Como de costumbre, creyó que estaba siendo gracioso. Mamá pasó varios días sin dirigirle apenas la palabra, y Pete y yo teníamos que preparar la cena porque papá aseguraba que era incapaz de hervir agua sin quemar el cazo.
– Será mejor que te vayas a la cama -me dijo a las nueve y media, visto que mamá aún no había vuelto.
– Pero si estoy de vacaciones… -me quejé-. Mañana no tengo colegio.
– Aun así, necesitas dormir. De modo que obedece, jovencito, por favor.
Normalmente habría intentado quedarme un poco más, pero papá estaba preocupado. También yo empezaba a estarlo, así que supuse que sería mejor preocuparme solo en mi habitación que allí abajo con él. De manera que subí y puse un cedé, pero al cabo de unos segundos lo quité porque quería oír el ruido de las llaves en la cerradura cuando mamá llegara.

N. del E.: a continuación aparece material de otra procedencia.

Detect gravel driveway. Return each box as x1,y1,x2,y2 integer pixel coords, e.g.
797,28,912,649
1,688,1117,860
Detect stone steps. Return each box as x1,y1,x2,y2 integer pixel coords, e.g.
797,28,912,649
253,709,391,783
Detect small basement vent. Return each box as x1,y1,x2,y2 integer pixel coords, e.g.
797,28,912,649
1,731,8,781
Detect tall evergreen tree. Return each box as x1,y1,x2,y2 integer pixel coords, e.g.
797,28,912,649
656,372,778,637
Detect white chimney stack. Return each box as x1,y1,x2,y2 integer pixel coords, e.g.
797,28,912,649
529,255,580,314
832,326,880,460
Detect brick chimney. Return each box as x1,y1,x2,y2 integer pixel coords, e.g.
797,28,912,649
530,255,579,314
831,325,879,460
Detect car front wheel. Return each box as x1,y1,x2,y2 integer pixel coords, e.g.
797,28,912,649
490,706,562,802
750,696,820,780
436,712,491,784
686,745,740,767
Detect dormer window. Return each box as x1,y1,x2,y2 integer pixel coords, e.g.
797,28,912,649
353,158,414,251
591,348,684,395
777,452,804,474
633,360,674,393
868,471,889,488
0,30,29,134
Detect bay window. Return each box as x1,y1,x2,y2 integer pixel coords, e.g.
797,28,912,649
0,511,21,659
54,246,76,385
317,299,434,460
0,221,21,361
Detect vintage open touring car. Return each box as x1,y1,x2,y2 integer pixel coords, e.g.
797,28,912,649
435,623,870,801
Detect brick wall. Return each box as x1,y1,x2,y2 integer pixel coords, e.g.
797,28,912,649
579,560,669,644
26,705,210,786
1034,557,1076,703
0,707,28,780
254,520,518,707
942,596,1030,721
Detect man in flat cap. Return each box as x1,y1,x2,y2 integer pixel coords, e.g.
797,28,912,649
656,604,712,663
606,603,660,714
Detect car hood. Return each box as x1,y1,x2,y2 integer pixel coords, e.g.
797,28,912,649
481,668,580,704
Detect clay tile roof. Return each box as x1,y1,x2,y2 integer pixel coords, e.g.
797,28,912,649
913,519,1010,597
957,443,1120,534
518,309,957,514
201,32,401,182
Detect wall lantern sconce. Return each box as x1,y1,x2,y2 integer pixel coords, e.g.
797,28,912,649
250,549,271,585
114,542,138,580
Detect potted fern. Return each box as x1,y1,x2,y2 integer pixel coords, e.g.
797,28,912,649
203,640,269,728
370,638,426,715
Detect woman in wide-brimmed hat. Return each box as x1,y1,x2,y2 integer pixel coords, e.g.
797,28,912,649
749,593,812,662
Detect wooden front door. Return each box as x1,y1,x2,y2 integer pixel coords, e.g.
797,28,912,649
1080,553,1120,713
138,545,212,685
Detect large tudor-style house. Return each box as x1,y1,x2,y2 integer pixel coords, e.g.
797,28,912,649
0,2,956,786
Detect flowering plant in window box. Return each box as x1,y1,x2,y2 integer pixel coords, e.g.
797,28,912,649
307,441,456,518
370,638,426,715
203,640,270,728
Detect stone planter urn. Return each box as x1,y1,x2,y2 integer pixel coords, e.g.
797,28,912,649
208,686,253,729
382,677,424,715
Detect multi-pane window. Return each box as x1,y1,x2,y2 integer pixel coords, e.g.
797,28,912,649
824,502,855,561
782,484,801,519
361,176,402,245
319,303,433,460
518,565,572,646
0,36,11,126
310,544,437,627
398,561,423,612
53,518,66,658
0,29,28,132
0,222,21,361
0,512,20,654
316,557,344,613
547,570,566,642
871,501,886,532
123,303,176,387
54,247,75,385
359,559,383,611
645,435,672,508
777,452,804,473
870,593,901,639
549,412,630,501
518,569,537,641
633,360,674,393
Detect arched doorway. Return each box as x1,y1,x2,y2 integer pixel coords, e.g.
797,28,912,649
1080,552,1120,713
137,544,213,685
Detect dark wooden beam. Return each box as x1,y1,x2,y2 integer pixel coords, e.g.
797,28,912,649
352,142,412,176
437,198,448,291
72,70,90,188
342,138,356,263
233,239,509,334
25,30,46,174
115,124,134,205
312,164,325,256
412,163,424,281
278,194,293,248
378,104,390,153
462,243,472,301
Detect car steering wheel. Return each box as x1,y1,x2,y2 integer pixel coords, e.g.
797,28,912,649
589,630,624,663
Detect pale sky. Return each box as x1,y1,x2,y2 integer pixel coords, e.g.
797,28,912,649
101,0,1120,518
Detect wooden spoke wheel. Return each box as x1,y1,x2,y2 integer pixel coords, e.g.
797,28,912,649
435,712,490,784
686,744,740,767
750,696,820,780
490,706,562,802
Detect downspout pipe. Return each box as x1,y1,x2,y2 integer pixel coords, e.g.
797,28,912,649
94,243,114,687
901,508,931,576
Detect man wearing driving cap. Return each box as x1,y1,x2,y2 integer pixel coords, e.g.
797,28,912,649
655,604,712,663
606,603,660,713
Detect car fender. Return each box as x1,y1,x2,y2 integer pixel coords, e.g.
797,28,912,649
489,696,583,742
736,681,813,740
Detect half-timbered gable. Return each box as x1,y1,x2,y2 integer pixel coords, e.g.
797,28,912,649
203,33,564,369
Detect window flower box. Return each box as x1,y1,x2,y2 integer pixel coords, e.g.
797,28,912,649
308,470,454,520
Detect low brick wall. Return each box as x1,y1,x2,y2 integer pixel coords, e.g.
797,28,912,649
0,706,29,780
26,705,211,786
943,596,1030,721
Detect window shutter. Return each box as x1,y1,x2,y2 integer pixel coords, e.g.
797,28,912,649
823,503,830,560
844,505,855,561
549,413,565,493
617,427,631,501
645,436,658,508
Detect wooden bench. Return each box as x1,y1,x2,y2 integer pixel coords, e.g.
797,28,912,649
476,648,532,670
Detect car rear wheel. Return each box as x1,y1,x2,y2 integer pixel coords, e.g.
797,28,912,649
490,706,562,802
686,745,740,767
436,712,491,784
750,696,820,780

Me acerqué a la ventana y miré afuera. El ventanal de la señora Kennedy estaba enfrente del mío y a veces la veía en su dormitorio, cuando corría las cortinas antes de acostarme. Una vez la había visto en sujetador y me había ruborizado, aunque estuviera solo en mi habitación. Ella no se dio cuenta de que me encontraba allí espiándola, pero cuando cerré las cortinas me pareció que volvía la cabeza. Después, durante meses fui incapaz de mirarla a los ojos.

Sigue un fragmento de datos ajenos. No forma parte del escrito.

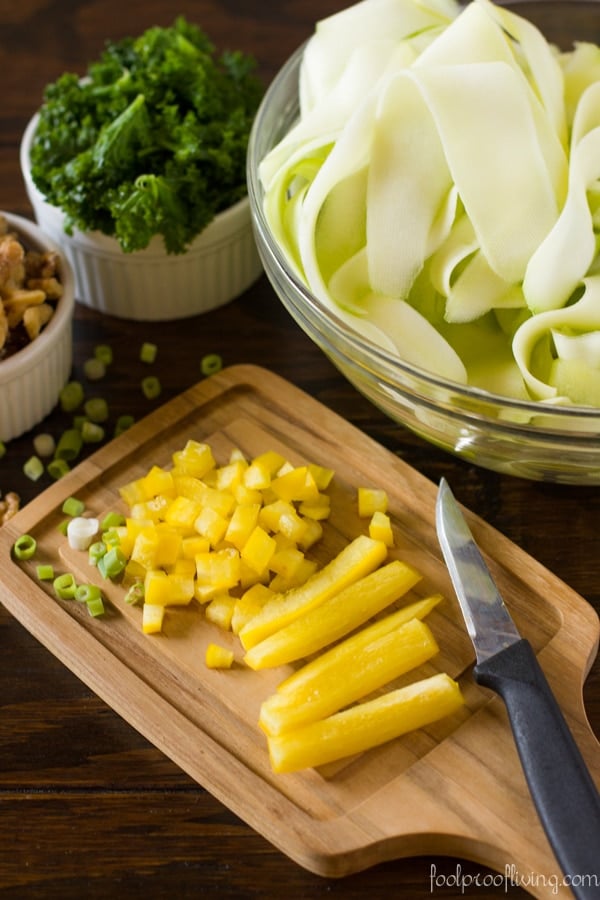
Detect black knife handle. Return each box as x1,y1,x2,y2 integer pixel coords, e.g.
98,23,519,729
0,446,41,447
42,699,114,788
474,639,600,899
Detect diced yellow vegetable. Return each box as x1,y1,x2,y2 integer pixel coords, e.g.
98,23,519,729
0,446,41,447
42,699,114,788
297,517,322,550
172,474,207,503
181,535,211,559
258,499,292,532
358,487,388,517
195,548,241,601
271,466,320,503
171,440,215,478
260,615,439,735
169,556,196,576
144,569,172,606
165,571,195,605
205,594,236,629
194,506,229,546
257,450,287,473
233,483,264,506
153,527,183,568
231,583,275,634
216,458,247,492
142,602,165,634
269,557,318,593
144,565,194,606
267,673,464,773
298,493,331,521
124,559,146,581
245,559,422,671
369,510,394,546
240,525,277,575
143,465,176,499
269,546,306,580
118,476,149,507
244,451,286,490
205,643,235,669
129,498,167,522
199,485,236,517
224,503,261,550
308,463,334,491
163,495,203,530
130,528,159,570
238,558,269,590
239,534,388,650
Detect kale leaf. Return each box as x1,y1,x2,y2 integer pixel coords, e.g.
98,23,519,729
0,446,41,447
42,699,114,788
30,17,264,254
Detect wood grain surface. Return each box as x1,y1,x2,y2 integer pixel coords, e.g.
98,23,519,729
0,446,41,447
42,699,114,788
1,2,600,899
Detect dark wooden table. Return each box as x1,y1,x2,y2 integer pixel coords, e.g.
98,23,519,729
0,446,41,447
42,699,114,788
1,1,598,897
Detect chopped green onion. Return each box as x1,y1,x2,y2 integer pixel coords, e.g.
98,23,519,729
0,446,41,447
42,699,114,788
140,342,158,364
201,353,223,376
101,512,125,530
124,581,145,606
36,563,55,581
53,572,77,600
47,458,70,480
84,357,106,381
62,496,85,517
23,455,44,481
75,583,102,604
86,596,105,617
102,528,121,548
13,534,37,560
72,415,88,431
94,344,113,366
57,518,70,536
67,516,99,551
84,397,109,423
55,428,83,461
141,376,161,399
60,381,84,412
114,415,135,436
0,441,6,459
99,546,127,579
81,421,105,443
88,541,107,566
33,433,55,457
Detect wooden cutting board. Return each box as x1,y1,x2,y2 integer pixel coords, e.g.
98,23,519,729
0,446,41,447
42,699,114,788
1,364,598,895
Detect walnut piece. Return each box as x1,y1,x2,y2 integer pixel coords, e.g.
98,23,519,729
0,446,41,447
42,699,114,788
0,492,20,526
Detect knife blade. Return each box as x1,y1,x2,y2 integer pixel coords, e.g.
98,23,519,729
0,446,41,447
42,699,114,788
436,478,600,899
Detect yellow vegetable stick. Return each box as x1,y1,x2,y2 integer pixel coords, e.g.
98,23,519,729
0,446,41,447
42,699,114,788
244,559,421,670
239,534,388,650
267,673,464,773
275,593,442,699
259,615,440,736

Me puse el pijama y me concentré en tratar de flexionar los dedos de los pies uno por uno sin mover los demás, aunque no lo conseguí.
Había empezado a leer David Copperfield, de Charles Dickens, pero cuando traté de retomar la lectura no pude concentrarme y me quedé atascado en la misma línea.
Entonces oí un coche en el sendero de entrada, pero no sonaba como el de mamá. El suyo era un vehículo pequeño y lo llamaba Bertha, lo que siempre me hacía reír. Aunque una vez que estaba de mal humor le había dicho que era una estupidez ponerle nombre a un coche, y ella había respondido que no debía tomarme las cosas tan en serio, que sólo se trataba de una broma insignificante. Al principio pensé que el coche pasaría de largo por delante de nuestra casa, pero entonces lo oí detenerse. El motor se apagó y las portezuelas se abrieron y se cerraron.